As things were getting worse at home, they were getting better in the lab. We found highly significant differences in the inositol phosphate signaling pathway, a pathway previously implicated in memory formation. The oligonucleotide treatment also produced significant changes in this pathway. These results suggested that modifying downstream targets of the inositol phosphate pathway might enhance memory in the SAMP8 mouse. This prediction since has been verified, with possible implications for targeted therapy. We had visions of papers and grants.

We presented the results of our SAMP8 studies at the international Alzheimer’s meeting in Honolulu in July 2010. My son flew in from out of town to stay with Linda while I was away. I was on a roller coaster of emotions. As a scientist, I was elated; as a husband, I was despondent. It felt strange to attend a scientific conference addressing a disease that was afflicting my wife. I divided my time between basic science sessions and sessions on caregiving. The setting in Honolulu captured my conflicted mood perfectly — human pathology inside the convention center and great natural beauty outside of it.

It has been three years now. Linda has been relatively stable. Her hallucinations are now well controlled by medication. Due to her condition, she cannot drive or work — huge losses. However, she still has her sense of humor and determination. Her days are taken up with occupational therapy, water aerobics and outings with friends. We travel frequently to visit our grandchildren. We enjoy each other one day at a time.

In the lab, we submitted several grants based on the gene array data. They were all the victims of falling paylines. The SAMP8 mouse is not a traditional model for Alzheimer’s disease, and oligonucleotide administration is not a typical treatment. It is not a good time for innovation. Personally, I retired in March 2012, partly to spend more time with Linda. I still come in to the office almost daily. I am working to get the SAMP8 array data published. It is important work, and, because of Linda’s condition, I have a personal interest in seeing it published.
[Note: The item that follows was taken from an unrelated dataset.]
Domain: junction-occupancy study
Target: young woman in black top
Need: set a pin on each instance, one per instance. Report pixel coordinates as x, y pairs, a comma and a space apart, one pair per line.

What about the future? In the Hollywood ending, our research in the mouse would lead a cure for Linda. I don’t expect a Hollywood ending. To begin with, the SAMP8 mouse is not a model for Lewy body disease. The SAMP8 pathology is linked to β-amyloid, while Lewy body disease is linked to another protein — α-synuclein. But even if there is no Hollywood ending, being a biochemist gives me hope. I have hope that future medical research will develop an animal model of Lewy body disease that will be used to develop treatments — perhaps not for Linda, but for people down the road. I hope that our work on restoring memory in the SAMP8 mouse will contribute to that. But being a biochemist also gives me hope beyond that. To me, the marvelous life processes that we study point to a greater reality beyond us. I have hope that what cannot be made right in this world will one day be made right in the world beyond. And in that world, Linda will again use pronouns perfectly, and no mouse will have memory problems.